Дмитрий рассеянно выслушал Ольгу и молча махнул рукой.

— Ты почему ничего не ответил? Валентина Петровна приходила специально из-за тебя. Она хочет помочь нам. Обещала порекомендовать тебя директору школы… Как-никак, она инструктор райкома партии. С ней считаются.

— У меня уже иссякли слова благодарственно отвечать на все благодеяния. Передай ей мое спасибо за участие.

— Ты же прекрасно знаешь логику. У тебя были научные студенческие доклады по этому предмету.

— Вот именно: все это было… Все в прошлом!..

— Митя!.. Прошу тебя!.. Сделай это для меня. Сходи в школу. Хочешь, я пойду с тобой?

И опять слезы…

— Не плачь… Я сделаю так, как хочешь ты. Завтра пойду в эту школу. Дай мне адрес.

…И вот после бессонной ночи наступило это «завтра». С документами, завернутыми в газету, Дмитрий долго искал переулок, в котором находилась школа.

Четырехэтажное серое здание с широкими окнами. Перед школой небольшой сад. Дмитрий вошел в просторный прохладный вестибюль. Насторожила тишина. «Наверное, идут уроки», — подумал он и спросил у уборщицы, где находится кабинет директора.

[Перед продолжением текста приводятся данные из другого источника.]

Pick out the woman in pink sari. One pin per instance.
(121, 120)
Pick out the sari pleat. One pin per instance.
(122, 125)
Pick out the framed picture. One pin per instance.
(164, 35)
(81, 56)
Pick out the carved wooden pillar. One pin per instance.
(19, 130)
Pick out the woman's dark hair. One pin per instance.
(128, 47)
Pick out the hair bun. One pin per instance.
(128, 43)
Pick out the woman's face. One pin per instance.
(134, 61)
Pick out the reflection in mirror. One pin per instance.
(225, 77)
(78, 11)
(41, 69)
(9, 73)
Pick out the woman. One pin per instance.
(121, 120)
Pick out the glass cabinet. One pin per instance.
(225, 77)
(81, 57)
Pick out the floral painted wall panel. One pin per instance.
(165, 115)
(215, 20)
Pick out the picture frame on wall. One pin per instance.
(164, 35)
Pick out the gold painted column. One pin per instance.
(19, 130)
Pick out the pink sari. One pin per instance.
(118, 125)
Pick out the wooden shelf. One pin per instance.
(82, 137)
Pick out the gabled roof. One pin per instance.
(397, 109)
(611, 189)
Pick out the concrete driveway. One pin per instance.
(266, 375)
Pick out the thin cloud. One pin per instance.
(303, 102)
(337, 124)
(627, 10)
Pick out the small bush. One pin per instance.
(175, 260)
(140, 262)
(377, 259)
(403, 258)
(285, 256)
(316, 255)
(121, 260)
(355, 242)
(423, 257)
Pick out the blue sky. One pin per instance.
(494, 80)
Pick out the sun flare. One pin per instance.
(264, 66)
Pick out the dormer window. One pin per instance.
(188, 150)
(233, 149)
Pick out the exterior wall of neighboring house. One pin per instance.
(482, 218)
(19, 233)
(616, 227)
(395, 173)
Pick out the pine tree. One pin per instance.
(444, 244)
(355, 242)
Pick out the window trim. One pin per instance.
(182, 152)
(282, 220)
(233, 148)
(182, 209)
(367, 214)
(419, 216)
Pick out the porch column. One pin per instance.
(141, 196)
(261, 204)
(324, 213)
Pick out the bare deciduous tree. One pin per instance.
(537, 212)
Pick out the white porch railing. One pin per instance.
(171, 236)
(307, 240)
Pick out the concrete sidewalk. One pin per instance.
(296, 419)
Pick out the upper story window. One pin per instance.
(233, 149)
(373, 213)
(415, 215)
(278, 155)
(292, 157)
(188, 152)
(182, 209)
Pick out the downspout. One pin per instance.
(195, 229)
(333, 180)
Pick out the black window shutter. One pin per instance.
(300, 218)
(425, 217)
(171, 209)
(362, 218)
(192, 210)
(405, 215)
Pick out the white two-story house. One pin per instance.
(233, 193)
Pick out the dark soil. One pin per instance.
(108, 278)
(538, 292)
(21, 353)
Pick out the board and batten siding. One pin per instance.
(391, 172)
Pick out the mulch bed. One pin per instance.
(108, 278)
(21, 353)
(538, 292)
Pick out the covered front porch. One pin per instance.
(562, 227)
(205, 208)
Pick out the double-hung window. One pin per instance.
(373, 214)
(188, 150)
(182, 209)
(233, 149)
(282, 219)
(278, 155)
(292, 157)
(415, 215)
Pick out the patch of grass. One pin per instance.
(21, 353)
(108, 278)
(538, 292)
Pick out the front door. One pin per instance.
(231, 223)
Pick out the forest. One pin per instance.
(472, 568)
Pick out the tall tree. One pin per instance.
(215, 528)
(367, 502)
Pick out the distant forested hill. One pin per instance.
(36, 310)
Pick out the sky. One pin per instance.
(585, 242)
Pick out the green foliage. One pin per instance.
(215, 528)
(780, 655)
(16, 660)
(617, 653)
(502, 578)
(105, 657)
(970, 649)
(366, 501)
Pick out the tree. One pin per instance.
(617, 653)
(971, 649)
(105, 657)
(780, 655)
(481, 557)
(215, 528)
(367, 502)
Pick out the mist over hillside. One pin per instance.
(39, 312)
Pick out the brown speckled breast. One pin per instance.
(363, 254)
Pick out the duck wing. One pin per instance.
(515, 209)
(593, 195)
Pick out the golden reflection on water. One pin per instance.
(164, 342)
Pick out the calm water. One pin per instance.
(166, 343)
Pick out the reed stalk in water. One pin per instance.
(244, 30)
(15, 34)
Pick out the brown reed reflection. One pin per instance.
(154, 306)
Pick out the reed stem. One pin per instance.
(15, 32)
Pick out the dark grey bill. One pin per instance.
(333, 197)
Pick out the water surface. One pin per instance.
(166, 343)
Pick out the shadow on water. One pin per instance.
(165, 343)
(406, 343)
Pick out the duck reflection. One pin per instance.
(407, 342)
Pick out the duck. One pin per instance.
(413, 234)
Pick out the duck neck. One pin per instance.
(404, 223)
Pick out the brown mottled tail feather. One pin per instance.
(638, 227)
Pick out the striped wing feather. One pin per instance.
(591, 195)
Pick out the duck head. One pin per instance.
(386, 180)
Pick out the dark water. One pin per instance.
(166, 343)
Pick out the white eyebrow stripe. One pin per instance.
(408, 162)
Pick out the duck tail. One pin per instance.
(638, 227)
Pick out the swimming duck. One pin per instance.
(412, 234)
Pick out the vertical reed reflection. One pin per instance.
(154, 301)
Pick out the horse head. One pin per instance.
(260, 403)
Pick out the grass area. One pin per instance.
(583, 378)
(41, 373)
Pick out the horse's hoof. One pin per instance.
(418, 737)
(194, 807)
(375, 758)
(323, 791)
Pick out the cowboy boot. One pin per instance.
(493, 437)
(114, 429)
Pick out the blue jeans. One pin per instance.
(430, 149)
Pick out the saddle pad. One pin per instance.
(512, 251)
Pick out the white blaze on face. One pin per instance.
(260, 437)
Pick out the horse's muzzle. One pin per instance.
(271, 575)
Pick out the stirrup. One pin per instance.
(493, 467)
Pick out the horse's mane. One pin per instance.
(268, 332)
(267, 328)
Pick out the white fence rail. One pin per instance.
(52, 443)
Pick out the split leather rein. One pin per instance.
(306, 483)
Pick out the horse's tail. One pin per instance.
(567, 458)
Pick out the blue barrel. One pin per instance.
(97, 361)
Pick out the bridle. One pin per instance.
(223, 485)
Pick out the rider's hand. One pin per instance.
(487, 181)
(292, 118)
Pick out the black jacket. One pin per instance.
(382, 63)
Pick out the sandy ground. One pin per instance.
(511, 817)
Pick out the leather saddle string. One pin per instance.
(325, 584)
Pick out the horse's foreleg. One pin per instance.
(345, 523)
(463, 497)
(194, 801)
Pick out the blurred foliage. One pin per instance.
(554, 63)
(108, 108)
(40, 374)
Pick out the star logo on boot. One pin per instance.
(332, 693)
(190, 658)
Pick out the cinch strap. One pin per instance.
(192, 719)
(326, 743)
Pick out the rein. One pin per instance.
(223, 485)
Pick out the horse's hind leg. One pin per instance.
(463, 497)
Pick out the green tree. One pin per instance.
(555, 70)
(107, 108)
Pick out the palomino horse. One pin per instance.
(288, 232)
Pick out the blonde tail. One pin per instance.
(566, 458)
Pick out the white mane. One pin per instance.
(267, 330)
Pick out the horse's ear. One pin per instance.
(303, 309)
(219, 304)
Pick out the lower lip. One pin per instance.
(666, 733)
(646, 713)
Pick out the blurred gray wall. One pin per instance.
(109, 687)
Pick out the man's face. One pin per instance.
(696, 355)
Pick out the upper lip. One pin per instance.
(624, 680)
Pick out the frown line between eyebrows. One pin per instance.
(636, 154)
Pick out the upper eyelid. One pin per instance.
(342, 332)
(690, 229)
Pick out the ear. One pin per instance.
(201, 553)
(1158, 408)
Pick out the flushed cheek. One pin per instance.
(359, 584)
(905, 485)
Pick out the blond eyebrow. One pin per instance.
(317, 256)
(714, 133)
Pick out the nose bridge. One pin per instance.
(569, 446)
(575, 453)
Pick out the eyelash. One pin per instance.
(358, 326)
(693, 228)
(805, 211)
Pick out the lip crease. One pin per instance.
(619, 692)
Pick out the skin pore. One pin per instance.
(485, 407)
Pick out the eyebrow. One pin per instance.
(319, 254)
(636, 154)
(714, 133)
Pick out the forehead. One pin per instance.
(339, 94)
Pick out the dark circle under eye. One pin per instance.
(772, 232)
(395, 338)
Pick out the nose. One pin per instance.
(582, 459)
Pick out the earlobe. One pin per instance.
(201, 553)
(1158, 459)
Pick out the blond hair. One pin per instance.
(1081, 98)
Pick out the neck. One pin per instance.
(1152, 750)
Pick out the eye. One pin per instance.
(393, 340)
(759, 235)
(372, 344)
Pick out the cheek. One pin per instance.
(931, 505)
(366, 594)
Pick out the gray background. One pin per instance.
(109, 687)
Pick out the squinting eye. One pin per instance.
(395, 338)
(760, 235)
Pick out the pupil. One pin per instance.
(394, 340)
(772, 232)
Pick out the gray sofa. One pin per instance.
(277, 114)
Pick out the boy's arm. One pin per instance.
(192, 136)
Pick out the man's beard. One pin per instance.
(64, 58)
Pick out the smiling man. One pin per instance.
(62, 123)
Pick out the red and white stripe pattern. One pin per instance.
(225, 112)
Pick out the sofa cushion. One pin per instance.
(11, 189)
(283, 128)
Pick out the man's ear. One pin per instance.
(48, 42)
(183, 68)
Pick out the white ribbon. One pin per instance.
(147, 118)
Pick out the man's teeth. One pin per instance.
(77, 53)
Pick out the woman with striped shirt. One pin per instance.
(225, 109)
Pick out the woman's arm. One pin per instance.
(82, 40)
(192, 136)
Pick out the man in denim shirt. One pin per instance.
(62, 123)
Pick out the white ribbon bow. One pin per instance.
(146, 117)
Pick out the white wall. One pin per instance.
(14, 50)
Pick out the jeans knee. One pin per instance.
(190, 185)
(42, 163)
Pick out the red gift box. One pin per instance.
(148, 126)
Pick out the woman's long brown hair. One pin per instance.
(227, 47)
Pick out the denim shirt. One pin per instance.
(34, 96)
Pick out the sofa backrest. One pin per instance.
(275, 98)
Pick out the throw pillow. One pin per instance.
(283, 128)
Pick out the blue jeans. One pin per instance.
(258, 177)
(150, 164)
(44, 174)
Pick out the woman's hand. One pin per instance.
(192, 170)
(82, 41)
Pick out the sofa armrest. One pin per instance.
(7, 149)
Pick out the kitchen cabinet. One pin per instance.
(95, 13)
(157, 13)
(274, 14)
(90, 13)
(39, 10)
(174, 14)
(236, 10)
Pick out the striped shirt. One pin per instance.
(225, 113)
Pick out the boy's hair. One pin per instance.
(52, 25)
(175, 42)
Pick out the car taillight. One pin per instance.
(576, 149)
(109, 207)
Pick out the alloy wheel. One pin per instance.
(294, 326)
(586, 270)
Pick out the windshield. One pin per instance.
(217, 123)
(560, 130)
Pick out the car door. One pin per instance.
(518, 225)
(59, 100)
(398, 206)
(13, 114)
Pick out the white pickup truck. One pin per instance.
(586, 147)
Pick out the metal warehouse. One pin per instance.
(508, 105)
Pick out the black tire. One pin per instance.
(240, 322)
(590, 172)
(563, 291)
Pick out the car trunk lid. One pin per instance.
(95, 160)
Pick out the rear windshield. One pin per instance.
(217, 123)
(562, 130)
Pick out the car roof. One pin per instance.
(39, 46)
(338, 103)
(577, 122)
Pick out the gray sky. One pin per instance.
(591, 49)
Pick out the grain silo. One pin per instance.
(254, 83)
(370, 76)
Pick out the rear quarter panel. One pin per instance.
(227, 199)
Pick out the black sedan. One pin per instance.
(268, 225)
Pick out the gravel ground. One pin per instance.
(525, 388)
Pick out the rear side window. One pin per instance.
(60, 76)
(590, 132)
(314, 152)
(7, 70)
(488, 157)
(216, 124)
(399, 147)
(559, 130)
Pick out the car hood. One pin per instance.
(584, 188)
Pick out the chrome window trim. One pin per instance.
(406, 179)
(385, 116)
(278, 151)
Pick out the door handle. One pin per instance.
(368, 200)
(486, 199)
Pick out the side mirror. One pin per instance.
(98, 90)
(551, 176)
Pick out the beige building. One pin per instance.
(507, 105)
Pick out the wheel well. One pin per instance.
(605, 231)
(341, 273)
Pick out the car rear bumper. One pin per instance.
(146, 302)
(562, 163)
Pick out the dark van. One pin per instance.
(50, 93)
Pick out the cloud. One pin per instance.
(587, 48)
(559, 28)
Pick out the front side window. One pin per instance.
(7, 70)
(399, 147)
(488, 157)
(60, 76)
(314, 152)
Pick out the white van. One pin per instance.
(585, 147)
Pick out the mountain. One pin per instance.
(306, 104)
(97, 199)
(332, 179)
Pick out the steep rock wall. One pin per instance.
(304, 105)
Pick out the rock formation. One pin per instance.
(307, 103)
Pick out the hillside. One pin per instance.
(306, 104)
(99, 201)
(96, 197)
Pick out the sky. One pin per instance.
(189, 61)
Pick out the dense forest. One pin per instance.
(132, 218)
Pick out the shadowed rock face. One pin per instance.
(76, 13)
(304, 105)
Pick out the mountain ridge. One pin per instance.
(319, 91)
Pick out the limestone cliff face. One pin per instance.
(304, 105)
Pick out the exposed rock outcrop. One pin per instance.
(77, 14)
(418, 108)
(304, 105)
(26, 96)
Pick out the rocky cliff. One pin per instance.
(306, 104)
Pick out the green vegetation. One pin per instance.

Уборщица с ярко выраженным татарским акцентом ответила, что директора в школе нет, но скоро будет.

— Когда же это скоро?

— Пиримин будит — придет.

По словам Ольги, директором этой школы был депутат Верховного Совета, заслуженный учитель Денис Трофимович Полещук. Эту фамилию Дмитрий где-то уже слышал, но где и когда — припомнить не мог.

До прихода директора Шадрина приняла заведующая учебной частью, худенькая, очень подвижная женщина средних лет. Она то и дело куталась в пуховую шаль, наброшенную на плечи, словно ее лихорадило. Познакомившись с документами Дмитрия, завуч удивилась, почему он не хочет работать по своей специальности.

— Не понимаю. Член партии, университетский диплом… И вдруг — школа.

— Мне… — Шадрин замялся, — не повезло с работой по специальности. Подвело здоровье.

— Но при чем здесь школа? — завуч развела руками, отчего с ее плеч сползла пуховая шаль.

— Думаю, смогу вести логику. Когда-то я ею занимался.

Завуч положила свою тонкую бледную руку на стопку документов.

— Вот: три заявления, три кандидата. Все три девушки только что закончили философский факультет Московского университета. Двое — по отделению логики. Как видите, шансов у них больше, чем у вас.

— Ну что ж… — Шадрин протянул руку за документами.

В это время за спиной открылась дверь, и в кабинет вошел высокий, грузный человек с седыми висками. Под его уверенными и твердыми шагами поскрипывал рассохшийся паркет. В его движениях, во взгляде, в том, как он подошел к столу и неторопливо сел в кресло, чувствовались начальственность, уверенность в себе. А когда Полещук заговорил, Дмитрий растерялся: в директоре он узнал одного из членов бюро райкома, который вместе с генералом не стал голосовать за его исключение из партии.

Полещук тоже узнал в Шадрине того самого молодого человека, персональное дело которого решалось на бюро.

Первым заговорил Полещук:

— Как же, помню, помню… Держались вы тогда молодцом. И то, что обратились в МГК, тоже хорошо.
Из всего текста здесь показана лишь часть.